Rise, Fall and Liquidation of Africa’s Premier Carriers

Rebecca Ejifoma

The Rise, Fall and Liquidation of Africa’s Premier Carriers: Nigerian National Shipping Line and Black Star Line by Dr. Edmund Chilaka has been recommended to everyone who operates in the maritime space and whoever is interested in national and global development generally.

The book, which is the culmination of a Ph.D. research on the activities of the first two shipping lines to be floated by the governments of Ghana and Nigeria in 1957 and 1959, bridges a critical gap in their understanding for the maritime space. It examines and analyses the establishments, the efflorescence, the collapse and liquidation of the Nigerian National Shipping Line (NNSL).

This is according to the Chairman of the occasion, Captain Emmanuel Iheanacho, who added, “This is the first comparative work that enables us to compare and draw lessons from the operations and activities of the two companies”.

While emphasising the need to address issues such as ethics and commitment to the common goal, Iheanacho, the Chief Host, harped on the need to support a man like Chilaka, who wants to remind “Us of our past and direct our future”.
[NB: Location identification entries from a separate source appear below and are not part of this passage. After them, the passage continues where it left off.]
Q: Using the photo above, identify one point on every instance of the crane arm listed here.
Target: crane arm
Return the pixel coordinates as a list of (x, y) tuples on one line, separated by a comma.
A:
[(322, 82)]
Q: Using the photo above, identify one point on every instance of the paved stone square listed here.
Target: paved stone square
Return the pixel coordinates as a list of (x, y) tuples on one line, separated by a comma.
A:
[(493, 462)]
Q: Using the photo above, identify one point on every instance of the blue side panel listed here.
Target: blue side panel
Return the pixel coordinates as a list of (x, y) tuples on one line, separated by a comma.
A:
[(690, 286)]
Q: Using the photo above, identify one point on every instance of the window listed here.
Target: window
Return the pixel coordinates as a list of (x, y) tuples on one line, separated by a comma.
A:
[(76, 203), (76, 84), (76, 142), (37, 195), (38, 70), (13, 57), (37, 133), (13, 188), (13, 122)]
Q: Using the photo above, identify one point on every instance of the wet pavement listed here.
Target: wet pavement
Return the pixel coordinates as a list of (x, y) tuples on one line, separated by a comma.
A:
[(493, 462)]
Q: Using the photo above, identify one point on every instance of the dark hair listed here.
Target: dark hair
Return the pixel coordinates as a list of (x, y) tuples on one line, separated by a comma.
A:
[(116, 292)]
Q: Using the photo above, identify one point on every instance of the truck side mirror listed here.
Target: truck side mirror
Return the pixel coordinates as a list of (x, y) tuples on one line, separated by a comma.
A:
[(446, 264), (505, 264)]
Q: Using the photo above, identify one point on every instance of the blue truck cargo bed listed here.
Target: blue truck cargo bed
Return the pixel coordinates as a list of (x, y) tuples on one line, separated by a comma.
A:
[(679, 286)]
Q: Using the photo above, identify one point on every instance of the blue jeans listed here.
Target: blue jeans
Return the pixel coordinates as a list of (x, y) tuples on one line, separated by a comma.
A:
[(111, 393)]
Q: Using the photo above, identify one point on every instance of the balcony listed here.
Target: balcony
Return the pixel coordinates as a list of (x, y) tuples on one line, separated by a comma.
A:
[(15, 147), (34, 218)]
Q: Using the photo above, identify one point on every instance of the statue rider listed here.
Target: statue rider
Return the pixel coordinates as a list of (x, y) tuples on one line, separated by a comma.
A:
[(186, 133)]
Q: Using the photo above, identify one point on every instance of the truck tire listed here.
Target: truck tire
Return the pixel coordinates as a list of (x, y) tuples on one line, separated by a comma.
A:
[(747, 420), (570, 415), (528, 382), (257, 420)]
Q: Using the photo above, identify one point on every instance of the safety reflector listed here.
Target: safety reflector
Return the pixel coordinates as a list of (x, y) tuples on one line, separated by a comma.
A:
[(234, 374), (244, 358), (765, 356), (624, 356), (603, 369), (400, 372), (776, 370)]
In the book, the author surveys the problem historically and offers feasible options for a return to profitable ventures in sea trade by West Africans. Hence, he believes that scholars, policymakers and investors will find the book insightful and captivating while former employees of the NNSL and BSL, their families and other stakeholders and aficionados will discover much empathy and nostalgia in its pages.

Meanwhile, the reviewer and Head of Department, History and Strategic Studies, University of Lagos, Prof. David Aworawo, called everyone to celebrate a book that should have been published years ago. “I must congratulate the author for putting together this work. The depth of knowledge shown in the shipping business itself is commendable.”

He expressed that the NNSL understands the general subject of shipping and the venture to prepare Nigerians for future ventures when the book is read. Continuing, he said, “We want to export our trade goods, and be able to provide jobs for our people”.

In his remarks as one of the chief launchers, the Executive Chairman of Comet Group of Companies, Musa Danjuma, described it as a historic occasion of reviving the spirit of Nigeria’s indigenous shipping industry by the launch of a well-researched book on the activities of the defunct NNSL and Black Star Line (BSt).

He, therefore, enjoined the federal government through its relevant ministries and parastatals, especially the Federal Ministries of Transportation, Petroleum Resources, Agriculture, Water Resources, NIMASA, NNPC and NCDMB, to synergise and vigorously implement all the enabling laws, especially the NIMASA Act, the Inland Shipping Cabotage Act and the Law on National Content, to encourage and empower Nigerian shipping lines to carry Nigerian cargoes, going forward.

Danjuma, however, remained positive that the era of wholesale reliance on our crude oil wealth would soon pass away and the maritime sub-sector is ever vibrant to yield huge sums of foreign exchange and other benefits if indigenous operators in the maritime industry are proactively supported to increase their levels of operation and participation in the market.

The executive chairman further commended the author for a well-researched work of this nature which closes the information gap for the practice of a knowledge-based industry in Nigeria’s maritime trade.